Los rehenes de Netanyahu. © Xabier Vila-Coia,
Los tertulianos y analistas políticos son unos curiosos individuos: por mucho que llueva, ellos y ellas, no se mojan. Trabajen en prensa, radio o televisión, cuando uno los escucha o lee tiene la misma sensación que cuando va al médico y ante unos resultados analíticos preocupantes le receta «pañitos calientes».

Los tertulianos y analistas políticos son unos curiosos individuos: por mucho que llueva, ellos y ellas, no se mojan. Trabajen en prensa, radio o televisión, cuando uno los escucha o lee tiene la misma sensación que cuando va al médico y ante unos resultados analíticos preocupantes le receta «pañitos calientes».
No se atreven, no diré a ver, pero sí a asumir, la evidencia de lo que está haciendo el primer ministro de Israel, Benjamín Netanyahu, en Palestina. Su estrategia está clara: la victoria total y la aniquilación de su principal enemigo, Hamas, y de su peor problema: los palestinos.
Este es un prolongado conflicto que está poniendo al estado de Israel en particular, y a los judíos en general, en el verdadero lugar que ocupan en la historia.
El pueblo judío ha sido rechazado por diferentes culturas con las que ha compartido espacio vital, así fuese en Alemania, en Rusia o en España. Ignoro el motivo real. Asimismo, desconozco si es acertado el refrán según el cual «algo tendrá el agua cuando la bendicen».
En Buenos Aires entrevisté a José Grunfeld, un anarquista judío de origen ruso que participó en la Guerra Civil. Recuerdo cómo me narraba, con pesadumbre, los brutales pogromos que habían padecido sus antepasados en aquel lejano país. También recuerdo una idea, no sé si muy extendida, según la cual los judíos fueron la causa de la Primera y de la Segunda Guerra Mundial, y lo serán de la tercera.

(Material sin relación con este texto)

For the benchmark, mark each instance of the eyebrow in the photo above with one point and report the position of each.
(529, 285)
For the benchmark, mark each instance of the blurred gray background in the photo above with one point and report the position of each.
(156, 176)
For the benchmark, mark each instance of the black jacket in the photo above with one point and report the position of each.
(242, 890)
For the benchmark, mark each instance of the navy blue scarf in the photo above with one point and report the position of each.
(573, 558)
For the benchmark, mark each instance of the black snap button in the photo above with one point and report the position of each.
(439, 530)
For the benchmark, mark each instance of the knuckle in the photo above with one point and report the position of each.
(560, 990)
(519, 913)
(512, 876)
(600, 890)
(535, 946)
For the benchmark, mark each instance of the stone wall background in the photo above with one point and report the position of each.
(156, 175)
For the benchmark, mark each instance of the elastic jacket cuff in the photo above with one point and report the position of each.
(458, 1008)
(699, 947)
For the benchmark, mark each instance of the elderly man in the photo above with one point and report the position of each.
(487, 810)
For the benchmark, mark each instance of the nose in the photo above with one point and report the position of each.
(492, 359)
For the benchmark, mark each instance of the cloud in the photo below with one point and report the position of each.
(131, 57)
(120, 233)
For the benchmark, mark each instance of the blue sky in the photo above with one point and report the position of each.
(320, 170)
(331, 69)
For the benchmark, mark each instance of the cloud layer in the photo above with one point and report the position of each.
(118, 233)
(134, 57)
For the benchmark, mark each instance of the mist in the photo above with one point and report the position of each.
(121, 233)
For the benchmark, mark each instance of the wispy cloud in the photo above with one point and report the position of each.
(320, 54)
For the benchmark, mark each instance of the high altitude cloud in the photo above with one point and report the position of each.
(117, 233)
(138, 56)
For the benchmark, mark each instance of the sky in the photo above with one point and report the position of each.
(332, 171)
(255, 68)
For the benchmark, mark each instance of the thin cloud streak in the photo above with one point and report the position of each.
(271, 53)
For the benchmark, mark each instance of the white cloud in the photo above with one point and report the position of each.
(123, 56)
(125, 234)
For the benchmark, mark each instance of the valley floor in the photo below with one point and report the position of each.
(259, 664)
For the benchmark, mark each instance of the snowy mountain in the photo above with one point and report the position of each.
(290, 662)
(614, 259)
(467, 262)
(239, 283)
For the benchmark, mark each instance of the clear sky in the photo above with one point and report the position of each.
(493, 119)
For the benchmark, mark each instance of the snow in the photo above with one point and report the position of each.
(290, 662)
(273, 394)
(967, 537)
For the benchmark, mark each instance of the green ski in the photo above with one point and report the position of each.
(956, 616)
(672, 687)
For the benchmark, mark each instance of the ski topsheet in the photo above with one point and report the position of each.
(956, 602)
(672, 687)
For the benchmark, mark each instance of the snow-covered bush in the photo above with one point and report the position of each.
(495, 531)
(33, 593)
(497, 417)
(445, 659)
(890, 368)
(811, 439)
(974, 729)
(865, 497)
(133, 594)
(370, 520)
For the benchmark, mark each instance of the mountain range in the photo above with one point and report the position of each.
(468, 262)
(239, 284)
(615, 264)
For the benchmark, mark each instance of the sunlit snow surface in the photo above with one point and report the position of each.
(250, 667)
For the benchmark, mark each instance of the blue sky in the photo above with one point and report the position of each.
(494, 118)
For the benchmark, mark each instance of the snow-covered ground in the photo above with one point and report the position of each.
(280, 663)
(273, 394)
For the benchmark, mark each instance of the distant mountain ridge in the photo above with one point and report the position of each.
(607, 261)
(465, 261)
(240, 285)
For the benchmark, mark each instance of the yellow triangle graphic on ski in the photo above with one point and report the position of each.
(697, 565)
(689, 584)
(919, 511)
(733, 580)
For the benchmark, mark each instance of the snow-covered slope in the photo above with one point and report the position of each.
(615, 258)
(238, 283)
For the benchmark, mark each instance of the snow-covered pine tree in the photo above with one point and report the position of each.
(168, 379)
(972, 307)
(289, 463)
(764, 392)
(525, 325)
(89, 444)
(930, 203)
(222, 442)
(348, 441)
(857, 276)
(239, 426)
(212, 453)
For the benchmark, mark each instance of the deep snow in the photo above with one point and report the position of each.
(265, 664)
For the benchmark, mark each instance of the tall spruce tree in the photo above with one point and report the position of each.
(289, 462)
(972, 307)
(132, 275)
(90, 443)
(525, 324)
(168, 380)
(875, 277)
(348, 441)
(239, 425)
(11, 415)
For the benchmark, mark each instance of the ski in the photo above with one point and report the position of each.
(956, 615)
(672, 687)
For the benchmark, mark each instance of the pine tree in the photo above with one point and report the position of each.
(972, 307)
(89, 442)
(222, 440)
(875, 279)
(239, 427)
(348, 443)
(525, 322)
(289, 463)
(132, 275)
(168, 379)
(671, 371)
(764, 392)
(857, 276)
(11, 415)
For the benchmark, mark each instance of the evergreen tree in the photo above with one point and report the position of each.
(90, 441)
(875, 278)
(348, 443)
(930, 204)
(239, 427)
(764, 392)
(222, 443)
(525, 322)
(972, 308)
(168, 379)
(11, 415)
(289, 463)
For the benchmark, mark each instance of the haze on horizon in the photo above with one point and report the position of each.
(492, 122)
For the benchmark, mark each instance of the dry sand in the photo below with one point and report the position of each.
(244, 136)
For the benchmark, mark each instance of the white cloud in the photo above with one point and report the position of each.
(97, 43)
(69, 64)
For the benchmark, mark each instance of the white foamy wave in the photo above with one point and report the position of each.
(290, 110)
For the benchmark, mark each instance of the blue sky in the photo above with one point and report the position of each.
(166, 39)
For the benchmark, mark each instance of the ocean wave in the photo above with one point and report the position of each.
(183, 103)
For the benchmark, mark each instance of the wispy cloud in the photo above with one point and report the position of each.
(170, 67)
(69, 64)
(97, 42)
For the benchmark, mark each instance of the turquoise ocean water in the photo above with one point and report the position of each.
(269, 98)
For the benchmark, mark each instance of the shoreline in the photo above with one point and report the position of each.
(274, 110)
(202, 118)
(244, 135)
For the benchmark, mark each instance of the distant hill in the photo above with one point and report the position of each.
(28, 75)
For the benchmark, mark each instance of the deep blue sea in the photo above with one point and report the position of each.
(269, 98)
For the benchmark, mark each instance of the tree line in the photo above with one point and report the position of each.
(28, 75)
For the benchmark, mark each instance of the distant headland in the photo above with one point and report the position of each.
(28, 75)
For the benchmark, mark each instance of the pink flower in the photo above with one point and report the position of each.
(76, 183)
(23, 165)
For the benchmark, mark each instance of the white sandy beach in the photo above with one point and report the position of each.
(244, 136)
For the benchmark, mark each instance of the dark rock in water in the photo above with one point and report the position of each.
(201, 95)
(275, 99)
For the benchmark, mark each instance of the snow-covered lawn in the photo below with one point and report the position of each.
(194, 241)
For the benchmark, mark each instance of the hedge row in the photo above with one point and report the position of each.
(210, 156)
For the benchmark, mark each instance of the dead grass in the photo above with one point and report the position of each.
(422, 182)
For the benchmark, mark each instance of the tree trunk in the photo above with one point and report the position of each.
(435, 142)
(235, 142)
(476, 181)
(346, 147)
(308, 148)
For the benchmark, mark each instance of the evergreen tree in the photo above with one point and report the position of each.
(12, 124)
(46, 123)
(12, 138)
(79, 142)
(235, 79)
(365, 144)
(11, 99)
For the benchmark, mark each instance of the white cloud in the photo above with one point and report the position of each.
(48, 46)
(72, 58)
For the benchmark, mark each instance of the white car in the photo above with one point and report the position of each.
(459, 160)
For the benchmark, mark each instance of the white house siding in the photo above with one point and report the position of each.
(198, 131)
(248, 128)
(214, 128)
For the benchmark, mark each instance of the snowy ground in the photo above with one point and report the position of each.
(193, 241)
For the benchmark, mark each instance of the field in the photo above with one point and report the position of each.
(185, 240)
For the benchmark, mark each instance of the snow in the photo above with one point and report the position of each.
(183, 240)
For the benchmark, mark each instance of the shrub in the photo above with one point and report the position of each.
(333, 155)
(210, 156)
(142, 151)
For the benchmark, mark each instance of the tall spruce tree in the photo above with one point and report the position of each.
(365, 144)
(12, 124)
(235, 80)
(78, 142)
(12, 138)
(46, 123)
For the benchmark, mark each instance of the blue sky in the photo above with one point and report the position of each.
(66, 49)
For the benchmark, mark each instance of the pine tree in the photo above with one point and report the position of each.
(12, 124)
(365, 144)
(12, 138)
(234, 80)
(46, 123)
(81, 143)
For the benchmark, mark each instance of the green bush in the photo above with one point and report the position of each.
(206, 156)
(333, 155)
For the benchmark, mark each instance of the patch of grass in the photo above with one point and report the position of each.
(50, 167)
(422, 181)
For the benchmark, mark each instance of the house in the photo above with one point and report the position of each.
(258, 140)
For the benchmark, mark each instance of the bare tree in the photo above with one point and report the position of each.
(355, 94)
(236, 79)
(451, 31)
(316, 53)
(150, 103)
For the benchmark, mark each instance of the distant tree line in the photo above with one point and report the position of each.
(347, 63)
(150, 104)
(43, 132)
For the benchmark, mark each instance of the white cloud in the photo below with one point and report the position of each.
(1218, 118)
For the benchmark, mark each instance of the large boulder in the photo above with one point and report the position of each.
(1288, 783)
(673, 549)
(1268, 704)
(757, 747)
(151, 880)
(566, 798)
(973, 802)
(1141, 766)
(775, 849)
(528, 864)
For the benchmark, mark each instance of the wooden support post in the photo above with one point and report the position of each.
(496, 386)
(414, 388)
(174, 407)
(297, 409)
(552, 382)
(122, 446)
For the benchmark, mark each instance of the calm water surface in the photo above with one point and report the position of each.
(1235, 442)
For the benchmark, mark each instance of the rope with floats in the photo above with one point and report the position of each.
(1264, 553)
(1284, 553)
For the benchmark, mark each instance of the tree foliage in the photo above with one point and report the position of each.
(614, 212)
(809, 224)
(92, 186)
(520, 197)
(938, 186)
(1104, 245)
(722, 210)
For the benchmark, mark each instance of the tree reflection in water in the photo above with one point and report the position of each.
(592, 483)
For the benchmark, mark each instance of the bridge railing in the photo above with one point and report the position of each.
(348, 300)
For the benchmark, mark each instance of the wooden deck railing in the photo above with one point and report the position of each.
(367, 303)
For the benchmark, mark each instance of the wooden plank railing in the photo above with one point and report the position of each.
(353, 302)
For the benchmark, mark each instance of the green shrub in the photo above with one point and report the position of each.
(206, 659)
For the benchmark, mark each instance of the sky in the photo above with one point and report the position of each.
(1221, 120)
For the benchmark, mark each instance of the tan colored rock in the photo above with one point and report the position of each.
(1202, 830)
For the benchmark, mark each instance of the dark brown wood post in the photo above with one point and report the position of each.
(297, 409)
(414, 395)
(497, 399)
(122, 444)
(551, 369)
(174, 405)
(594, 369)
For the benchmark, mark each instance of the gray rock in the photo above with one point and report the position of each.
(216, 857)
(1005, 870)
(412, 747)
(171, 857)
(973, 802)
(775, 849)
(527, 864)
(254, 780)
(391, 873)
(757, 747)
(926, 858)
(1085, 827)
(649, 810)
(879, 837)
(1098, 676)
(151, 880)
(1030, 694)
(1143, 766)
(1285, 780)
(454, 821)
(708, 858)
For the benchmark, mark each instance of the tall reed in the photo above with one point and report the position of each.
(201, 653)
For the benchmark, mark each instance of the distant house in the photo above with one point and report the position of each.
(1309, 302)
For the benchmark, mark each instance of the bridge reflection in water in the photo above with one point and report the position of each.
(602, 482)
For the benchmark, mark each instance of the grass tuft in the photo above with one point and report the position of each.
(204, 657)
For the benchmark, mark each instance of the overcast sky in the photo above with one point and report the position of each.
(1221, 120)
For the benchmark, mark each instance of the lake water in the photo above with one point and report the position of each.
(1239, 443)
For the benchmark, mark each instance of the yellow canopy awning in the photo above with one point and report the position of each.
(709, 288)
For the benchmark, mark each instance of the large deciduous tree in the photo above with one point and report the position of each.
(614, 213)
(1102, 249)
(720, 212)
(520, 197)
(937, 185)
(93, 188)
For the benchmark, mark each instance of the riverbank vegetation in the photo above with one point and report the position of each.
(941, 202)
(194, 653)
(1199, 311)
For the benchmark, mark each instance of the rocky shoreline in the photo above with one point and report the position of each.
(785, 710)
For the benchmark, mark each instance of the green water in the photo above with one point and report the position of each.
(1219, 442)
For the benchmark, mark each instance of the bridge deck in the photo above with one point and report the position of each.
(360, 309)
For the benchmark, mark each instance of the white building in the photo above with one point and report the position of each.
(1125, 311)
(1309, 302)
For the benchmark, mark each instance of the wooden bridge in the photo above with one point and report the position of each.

En la facultad de Ciencias Políticas, en la especialidad de Estudios Internacionales, tuve una compañera jordana que conocía muy bien cómo se desarrolla la existencia de los palestinos. La electricidad, el agua, los alimentos? que necesitan para vivir están controlados por los israelíes, quienes permiten o no su suministro cuando lo consideran oportuno. Lo mismo ocurre con los desplazamientos de la población. Según ella, Gaza y Cisjordania son enormes cárceles o campos de concentración. Ahora, más bien campos de exterminio.
Netanyahu actúa como actúa porque se siente legitimado e inmune. Legitimidad no le falta. Es la misma que tiene Hamas: con sus acciones ambos actualizan el «conatus» spinoziano de sus representados; es decir, el impulso para perseverar en su ser, en este caso colectivo más que individual. E inmunidad tampoco: ningún país se ha atrevido, siquiera, a imponer sanciones a Israel para detener la pérdida de vidas humanas y el sufrimiento de los gazatíes. Aunque lo realmente efectivo sería la interposición de una fuerza internacional de paz que pusiese fin de manera definitiva a semejante masacre, posibilidad que nadie ha planteado; ni tan solo mencionado.
En política, más aun en política internacional, lo que impera es el utilitarismo: la mayor felicidad, o el mayor bien, para el mayor número, según la conocida formulación de Bentham, que constituye el principio democrático por excelencia. Por eso la vida de los rehenes que puedan estar en manos
de Hamas no tiene ningún valor para el gobierno judío. Si la muerte de veinte, cuarenta, sesenta u ochenta conciudadanos propicia la completa aniquilación de un enemigo acérrimo, bienvenida sea.
Es el eterno retorno del sacrificio como forma de redención de los pueblos a través de la religión, y de la política: «Siempre y en todos los lugares en que no se ha conocido y adorado al verdadero Dios, se ha inmolado al hombre».